Follow-up question to this one.
A complex lattice consists of a pair of $\mathbb{R}$-linearly independent vectors of the real-vector space $\mathbb{C}$. We call two lattices $(\lambda_1,\lambda_2)$ and $(\mu_1,\mu_2)$ equivalent if $\mathbb{Z}\lambda_1+\mathbb{Z}\lambda_2= \mathbb{Z}\mu_1+\mathbb{Z}\mu_2$. Is any complex lattice equivalent to a lattice of the form $(\lambda_1,\lambda_2)$ with ${\rm Im}(\lambda_1)\geq 0$ and ${\rm Re}(\lambda_1)\geq 0$? If so, can you additionally require that also ${\rm Im}(\lambda_2)\geq 0$ and ${\rm Re}(\lambda_2)\geq 0$?

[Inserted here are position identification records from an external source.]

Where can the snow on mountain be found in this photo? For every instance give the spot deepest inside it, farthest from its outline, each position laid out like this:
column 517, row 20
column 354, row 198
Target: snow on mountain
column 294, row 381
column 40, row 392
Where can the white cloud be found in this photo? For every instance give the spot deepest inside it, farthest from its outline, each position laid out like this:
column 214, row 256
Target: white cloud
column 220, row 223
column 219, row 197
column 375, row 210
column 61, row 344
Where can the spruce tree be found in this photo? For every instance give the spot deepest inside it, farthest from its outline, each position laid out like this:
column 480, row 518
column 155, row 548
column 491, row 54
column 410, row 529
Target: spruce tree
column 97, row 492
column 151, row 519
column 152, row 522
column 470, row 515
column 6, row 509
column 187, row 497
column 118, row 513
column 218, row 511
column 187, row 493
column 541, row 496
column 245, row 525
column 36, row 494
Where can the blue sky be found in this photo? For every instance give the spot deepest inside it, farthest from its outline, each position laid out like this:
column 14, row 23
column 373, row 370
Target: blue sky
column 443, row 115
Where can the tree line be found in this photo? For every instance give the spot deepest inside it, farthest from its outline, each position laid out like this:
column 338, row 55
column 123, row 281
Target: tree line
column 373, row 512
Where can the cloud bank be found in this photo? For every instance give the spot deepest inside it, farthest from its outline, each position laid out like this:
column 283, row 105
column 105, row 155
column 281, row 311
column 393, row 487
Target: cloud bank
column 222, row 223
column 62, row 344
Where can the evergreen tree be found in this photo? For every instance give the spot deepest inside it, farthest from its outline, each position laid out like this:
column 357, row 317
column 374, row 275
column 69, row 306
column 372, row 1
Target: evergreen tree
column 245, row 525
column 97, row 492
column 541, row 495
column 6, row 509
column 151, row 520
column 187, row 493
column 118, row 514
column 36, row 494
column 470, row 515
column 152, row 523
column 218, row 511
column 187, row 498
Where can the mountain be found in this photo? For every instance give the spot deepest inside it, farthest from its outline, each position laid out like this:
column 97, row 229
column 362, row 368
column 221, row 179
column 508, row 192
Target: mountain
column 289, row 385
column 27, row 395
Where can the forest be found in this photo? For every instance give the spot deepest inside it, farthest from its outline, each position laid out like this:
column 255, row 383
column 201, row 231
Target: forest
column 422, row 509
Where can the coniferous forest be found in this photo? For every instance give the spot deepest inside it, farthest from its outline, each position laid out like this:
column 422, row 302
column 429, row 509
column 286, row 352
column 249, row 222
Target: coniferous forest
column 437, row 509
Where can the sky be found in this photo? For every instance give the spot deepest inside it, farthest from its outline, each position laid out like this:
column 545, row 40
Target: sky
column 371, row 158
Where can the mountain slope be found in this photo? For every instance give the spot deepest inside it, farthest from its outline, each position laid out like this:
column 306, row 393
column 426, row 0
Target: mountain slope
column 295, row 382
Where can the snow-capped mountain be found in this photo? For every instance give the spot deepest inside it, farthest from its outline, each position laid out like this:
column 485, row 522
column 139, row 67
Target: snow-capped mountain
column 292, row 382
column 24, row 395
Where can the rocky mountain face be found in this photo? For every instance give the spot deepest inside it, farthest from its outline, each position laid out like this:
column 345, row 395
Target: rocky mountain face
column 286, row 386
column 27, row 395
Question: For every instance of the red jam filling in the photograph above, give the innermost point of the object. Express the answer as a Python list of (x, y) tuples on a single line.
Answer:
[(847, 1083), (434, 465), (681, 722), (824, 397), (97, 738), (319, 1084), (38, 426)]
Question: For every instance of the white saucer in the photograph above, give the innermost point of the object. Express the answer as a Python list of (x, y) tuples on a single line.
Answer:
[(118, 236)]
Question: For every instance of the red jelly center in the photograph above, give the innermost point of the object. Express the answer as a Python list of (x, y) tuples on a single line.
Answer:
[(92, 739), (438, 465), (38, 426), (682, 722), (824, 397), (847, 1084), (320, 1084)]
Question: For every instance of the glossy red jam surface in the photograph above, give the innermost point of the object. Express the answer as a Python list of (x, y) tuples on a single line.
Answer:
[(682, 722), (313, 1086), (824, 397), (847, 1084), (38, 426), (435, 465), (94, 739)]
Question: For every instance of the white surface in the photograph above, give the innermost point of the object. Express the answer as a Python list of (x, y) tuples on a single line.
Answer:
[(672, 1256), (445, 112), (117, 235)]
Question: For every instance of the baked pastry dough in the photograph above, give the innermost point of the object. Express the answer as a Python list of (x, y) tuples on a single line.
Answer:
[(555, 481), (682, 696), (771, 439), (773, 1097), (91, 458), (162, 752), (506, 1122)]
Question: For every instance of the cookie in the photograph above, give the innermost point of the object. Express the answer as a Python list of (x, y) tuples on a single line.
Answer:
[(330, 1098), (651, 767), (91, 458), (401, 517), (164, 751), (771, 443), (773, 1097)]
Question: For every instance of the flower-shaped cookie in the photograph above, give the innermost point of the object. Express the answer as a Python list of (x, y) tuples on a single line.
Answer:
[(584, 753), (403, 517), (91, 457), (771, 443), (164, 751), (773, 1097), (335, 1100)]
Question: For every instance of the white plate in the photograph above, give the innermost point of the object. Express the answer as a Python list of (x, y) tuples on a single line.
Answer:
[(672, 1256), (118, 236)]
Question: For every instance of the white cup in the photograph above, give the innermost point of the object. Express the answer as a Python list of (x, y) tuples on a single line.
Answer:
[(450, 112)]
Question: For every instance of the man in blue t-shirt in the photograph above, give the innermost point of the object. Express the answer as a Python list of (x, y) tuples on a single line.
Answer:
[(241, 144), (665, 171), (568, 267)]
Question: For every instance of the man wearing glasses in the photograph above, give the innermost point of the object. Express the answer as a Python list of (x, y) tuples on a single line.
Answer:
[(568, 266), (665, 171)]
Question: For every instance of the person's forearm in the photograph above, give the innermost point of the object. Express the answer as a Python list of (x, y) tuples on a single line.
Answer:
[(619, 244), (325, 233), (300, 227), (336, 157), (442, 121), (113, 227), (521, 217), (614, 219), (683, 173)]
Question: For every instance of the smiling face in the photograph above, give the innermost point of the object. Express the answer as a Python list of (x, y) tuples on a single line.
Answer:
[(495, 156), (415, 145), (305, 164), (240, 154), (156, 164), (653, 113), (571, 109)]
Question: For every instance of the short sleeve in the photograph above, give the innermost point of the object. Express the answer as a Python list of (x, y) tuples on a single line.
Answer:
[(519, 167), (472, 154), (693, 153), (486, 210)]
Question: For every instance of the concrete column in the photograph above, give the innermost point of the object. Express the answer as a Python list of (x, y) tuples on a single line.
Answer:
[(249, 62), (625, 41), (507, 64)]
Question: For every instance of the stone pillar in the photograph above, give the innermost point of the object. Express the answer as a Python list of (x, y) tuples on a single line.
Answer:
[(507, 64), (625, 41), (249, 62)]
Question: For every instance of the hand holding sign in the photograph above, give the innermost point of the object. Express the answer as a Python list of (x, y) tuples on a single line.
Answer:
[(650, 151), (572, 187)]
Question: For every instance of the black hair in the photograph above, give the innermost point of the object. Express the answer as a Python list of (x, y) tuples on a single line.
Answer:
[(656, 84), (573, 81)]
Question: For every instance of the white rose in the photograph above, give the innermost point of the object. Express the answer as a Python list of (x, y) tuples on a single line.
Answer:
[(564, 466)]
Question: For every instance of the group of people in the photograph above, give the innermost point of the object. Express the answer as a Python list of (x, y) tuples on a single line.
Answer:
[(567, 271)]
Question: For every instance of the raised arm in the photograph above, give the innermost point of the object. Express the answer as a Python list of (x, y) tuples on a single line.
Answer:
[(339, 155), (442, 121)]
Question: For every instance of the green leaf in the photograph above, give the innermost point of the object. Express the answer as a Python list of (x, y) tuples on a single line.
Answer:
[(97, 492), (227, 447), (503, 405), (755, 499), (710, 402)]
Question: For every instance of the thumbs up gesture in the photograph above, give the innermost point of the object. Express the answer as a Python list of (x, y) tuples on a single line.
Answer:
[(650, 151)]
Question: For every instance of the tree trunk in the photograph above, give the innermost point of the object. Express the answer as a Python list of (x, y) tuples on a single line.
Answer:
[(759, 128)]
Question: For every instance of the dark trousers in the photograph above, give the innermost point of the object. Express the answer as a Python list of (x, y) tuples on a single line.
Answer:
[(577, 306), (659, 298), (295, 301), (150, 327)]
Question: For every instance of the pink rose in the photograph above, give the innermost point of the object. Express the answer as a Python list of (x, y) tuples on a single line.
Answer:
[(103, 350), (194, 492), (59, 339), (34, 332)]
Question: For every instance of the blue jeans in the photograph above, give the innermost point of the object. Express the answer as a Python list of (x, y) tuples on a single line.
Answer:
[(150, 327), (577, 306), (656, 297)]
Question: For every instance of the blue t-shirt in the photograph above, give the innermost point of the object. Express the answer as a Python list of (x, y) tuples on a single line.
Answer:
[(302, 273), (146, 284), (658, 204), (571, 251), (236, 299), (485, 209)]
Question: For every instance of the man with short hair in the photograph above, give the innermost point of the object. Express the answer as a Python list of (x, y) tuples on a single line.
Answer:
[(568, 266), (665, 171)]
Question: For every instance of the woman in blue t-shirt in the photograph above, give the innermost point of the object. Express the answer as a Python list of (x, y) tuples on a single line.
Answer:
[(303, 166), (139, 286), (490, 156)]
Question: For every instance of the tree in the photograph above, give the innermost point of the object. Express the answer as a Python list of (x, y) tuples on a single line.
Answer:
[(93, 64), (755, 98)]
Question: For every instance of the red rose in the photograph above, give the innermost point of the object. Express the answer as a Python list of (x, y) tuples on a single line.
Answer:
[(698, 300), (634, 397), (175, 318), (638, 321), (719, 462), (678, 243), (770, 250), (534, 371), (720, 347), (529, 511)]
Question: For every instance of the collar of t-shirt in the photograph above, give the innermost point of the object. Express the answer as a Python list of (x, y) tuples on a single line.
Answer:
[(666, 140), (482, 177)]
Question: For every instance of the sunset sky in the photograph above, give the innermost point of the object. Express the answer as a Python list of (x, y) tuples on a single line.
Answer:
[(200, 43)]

Let us define $\lambda = \lambda_1+i\lambda_2$ and $\mu = \mu_1+i\mu_2$. Two lattices $(\lambda_1, \lambda_2)$ and $(\mu_1, \mu_2)$ are equivalent if and only if there exists an integer coefficients homography $\phi: z \mapsto {az+b \over cz+d}$, $a,b,c,d \in {\bf Z}$ such that $\phi(\lambda) = \mu$.
Lattices up to equivalence form the modular surface, which is the quotient of the Poincare half-plane by the modular group. Since this action has a fundamental domain included in the quarter plane, the answer to your question is positive.